Aage Jørgensen

Personal information
- Date of birth: 2 December 1903
- Date of death: 2 November 1967 (aged 63)
- Position: Midfielder

Senior career*
- Years: Team / Apps / (Gls)
- 1920–1930: KB

International career
- 1923–1929: Denmark / 7 / (0)

Medal record
Men's Football
Representing Denmark
Nordic Football Championship
| Winner | 1924–28 |  |
| Third place | 1929–32 |  |

= Aage Jørgensen (footballer) =

Danish footballer (1903–1967)

Aage Jørgensen (2 December 1903 - 2 January 1967) was a Danish footballer who played as a midfielder. He was a one club man for Kjøbenhavns Boldklub, commonly known as KB. Jørgensen played in seven matches for the Denmark national team between 1923 and 1929, including at the 1924–28 Nordic Football Championship, which was won by Denmark.

== Club career ==
Jørgensen's entire club career was spent at KB in Frederiksberg, near Copenhagen. He was a part of the KB sides that won the Danish National Football Tournament in the 1921–22 and 1924–25 seasons.

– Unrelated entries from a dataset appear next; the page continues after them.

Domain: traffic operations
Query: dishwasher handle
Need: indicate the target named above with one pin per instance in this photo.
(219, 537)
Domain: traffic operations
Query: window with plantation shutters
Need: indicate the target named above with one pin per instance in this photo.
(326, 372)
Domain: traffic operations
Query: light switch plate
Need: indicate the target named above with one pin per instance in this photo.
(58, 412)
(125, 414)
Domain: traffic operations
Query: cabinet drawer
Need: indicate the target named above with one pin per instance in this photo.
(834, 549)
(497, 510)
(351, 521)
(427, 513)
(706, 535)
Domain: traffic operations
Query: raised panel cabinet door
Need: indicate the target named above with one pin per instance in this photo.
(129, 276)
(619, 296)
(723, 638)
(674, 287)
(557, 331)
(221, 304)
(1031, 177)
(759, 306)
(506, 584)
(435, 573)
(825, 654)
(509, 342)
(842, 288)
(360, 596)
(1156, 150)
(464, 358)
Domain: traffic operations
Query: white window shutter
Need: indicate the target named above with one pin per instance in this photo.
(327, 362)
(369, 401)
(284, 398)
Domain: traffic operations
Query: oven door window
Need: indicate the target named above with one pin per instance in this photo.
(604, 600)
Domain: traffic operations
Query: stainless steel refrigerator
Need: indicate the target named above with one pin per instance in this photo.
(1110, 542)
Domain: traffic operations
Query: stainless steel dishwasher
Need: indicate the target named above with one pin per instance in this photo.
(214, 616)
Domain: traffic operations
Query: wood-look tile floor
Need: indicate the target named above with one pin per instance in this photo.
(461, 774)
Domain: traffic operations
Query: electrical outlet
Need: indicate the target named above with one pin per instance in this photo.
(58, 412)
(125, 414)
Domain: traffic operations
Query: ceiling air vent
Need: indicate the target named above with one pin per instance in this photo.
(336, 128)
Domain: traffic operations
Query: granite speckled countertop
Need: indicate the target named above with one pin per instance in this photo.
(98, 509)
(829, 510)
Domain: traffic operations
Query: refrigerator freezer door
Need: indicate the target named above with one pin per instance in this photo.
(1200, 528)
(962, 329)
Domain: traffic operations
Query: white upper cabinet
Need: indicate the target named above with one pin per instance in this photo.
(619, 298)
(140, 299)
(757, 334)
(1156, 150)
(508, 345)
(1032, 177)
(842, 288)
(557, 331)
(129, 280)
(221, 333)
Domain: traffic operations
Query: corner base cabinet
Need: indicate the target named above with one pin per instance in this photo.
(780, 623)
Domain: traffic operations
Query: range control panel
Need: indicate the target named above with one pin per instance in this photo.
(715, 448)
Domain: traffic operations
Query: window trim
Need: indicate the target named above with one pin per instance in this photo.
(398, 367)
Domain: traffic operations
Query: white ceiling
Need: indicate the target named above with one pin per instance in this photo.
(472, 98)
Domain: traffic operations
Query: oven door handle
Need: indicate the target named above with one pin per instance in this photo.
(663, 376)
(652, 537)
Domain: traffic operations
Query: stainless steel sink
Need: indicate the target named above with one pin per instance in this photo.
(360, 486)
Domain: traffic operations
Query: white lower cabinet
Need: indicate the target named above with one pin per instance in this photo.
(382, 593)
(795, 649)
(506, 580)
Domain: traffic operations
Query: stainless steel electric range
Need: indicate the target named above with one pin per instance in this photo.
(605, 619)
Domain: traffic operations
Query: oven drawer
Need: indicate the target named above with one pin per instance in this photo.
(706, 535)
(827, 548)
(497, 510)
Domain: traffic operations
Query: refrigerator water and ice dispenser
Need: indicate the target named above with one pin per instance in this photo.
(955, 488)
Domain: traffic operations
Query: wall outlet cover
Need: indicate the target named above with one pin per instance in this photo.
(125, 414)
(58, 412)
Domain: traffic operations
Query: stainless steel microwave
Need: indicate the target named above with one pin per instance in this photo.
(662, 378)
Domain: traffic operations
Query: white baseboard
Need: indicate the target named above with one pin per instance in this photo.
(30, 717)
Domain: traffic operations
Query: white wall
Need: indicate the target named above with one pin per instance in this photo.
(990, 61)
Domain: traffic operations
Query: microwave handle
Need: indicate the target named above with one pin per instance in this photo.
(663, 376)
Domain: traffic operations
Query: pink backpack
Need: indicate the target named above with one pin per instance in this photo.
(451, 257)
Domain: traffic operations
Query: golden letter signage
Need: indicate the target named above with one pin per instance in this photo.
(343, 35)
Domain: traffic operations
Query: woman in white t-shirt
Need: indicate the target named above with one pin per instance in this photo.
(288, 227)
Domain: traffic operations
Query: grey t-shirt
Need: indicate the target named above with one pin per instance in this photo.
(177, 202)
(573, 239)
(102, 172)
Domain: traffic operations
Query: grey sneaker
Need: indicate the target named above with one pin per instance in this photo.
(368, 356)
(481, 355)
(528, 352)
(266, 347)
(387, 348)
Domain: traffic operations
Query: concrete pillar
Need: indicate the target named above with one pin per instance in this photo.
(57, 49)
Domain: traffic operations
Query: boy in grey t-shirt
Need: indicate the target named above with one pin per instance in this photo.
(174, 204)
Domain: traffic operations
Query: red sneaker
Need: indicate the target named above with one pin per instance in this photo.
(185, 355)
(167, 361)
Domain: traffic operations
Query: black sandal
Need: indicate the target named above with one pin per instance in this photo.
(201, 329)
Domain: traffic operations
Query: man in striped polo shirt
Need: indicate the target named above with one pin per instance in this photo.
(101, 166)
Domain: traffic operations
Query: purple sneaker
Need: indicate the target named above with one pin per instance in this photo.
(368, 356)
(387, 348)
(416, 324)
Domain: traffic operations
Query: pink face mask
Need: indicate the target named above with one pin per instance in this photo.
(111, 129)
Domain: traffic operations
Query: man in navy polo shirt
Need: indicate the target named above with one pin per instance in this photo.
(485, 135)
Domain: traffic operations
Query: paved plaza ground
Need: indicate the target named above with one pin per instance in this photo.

== International career ==
Jørgensen played in seven matches for the Denmark national team. His debut was in October 1923, a 3–1 friendly victory over Sweden at Råsunda Stadium in Stockholm. In the match, Jørgensen's 87th minute free kick found the head of teammate Viggo Jørgensen, who nodded the ball down to the third Danish goalscorer of the day, Karl Wilhelmsen. He represented Denmark at two Nordic Football Championships, including the 1924–28 championship that was won by Jørgensen's Denmark and the 1929–32 championship where Denmark finished third. Jørgensen retired from both club and international football shortly after his final match for his country, a 5–2 defeat at home to Norway in the 1929–32 championship.